My biggest fear right now is losing a job and having to empty my 401k which would not last very long after penalties. I'd like to do something about it. I don't necessarily have a reason to fear job loss...but being that it can happen to anybody...I'm nervous.
I'm 30 years old and started my retirement 401k about 3 years ago. I didn't save anything through my 20's. I currently contribute 10%. I've been with my company for 4 years and will be fully vested on my 5th year. The employer matches the first 2% at 100%, next 4% at 50% of pre-tax contributions. My 401k is about $18,000 at the moment. I don't have any other retirement savings
I would like to save about $40,000 for an "emergency fund", which would allow me to live under my current expenses for a little over a year.
I am already saving some every month but I'm wondering if I should change my 401k contributions temporarily so that I can build that emergency fund quicker? And then re-up the 401k after I get closer to my emergency fund target?
Thoughts?
I'm more of the mindset that you want to keep doing the 401K and emergency savings, so...
Maybe just reduce your 401K contributions to 2% for now, since that's the cutoff for getting a full match.
Then use the difference to help build your emergency fund a bit faster, and resume higher 401K contributions after you've accomplished that goal.
---
I agree, but I would reduce 401k contributions to 6%, to get all of the matching you can. Because I can't pass up free money!!!!
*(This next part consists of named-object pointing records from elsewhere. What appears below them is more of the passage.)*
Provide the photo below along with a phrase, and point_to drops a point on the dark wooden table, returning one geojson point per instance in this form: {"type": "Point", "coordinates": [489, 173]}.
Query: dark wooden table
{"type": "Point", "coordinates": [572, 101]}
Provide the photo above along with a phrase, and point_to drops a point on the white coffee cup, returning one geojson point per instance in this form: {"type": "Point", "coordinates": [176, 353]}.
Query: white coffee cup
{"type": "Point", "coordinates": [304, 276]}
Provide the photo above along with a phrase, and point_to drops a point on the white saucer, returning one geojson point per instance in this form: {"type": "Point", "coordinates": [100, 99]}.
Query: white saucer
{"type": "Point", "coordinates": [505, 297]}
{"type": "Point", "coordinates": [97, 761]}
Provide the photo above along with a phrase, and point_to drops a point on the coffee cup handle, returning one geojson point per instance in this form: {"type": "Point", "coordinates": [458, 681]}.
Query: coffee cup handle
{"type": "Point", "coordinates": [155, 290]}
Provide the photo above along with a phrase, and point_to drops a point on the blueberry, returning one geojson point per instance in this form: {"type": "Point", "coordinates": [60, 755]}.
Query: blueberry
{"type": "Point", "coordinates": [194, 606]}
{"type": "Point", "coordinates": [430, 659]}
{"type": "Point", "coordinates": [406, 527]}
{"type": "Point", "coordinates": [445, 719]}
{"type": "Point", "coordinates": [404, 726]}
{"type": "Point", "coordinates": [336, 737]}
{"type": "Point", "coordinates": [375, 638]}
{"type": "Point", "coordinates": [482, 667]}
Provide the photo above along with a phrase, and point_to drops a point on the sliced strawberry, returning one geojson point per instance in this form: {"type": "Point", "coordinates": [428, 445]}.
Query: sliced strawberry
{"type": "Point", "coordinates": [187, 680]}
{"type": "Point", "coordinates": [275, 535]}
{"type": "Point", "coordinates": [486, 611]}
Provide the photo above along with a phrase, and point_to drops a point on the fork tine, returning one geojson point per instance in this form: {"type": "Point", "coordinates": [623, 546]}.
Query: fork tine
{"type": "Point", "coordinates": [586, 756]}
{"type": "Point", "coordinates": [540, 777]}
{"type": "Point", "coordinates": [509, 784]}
Also, look into a Roth IRA. I'm not sure on the specifics, but I believe you can withdraw your contributions (but not earnings) penalty-free. But don't quote me on that.
---
I would absolutely not pass up the free match. Nowhere else will you earn 100% and then 50% on your money. Once that year passes, the opportunity is gone. If you are contributing past the 6% though, you could definitely do a short-term cutback to build an emergency fund.
---
I agree with folks above, keep maxing out your employer match. You don't want to leave money on the table just for the sake of building a cash reserve a little faster -- you can build that up gradually.
Also, personally 40K seems like a lot to leave as dead money. A cash reserve is nice, but I'd cap it at 6 months expenses and apply the rest to regular investments (diversified mutual funds etc outside of a tax-advantaged account). You can always tap into them when you need to. It doesn't all have to sit as cash savings.
---
I agree, but I would reduce 401k contributions to 6%, to get all of the matching you can. Because I can't pass up free money!!!!
Also, look into a Roth IRA. I'm not sure on the specifics, but I believe you can withdraw your contributions (but not earnings) penalty-free. But don't quote me on that.
That's the common rule. First fill up your 401k up to the employer match (6% in this case). Then fill up your Roth IRA. After that, you can look back at your 401k if it's worth anything, or put the money somewhere else.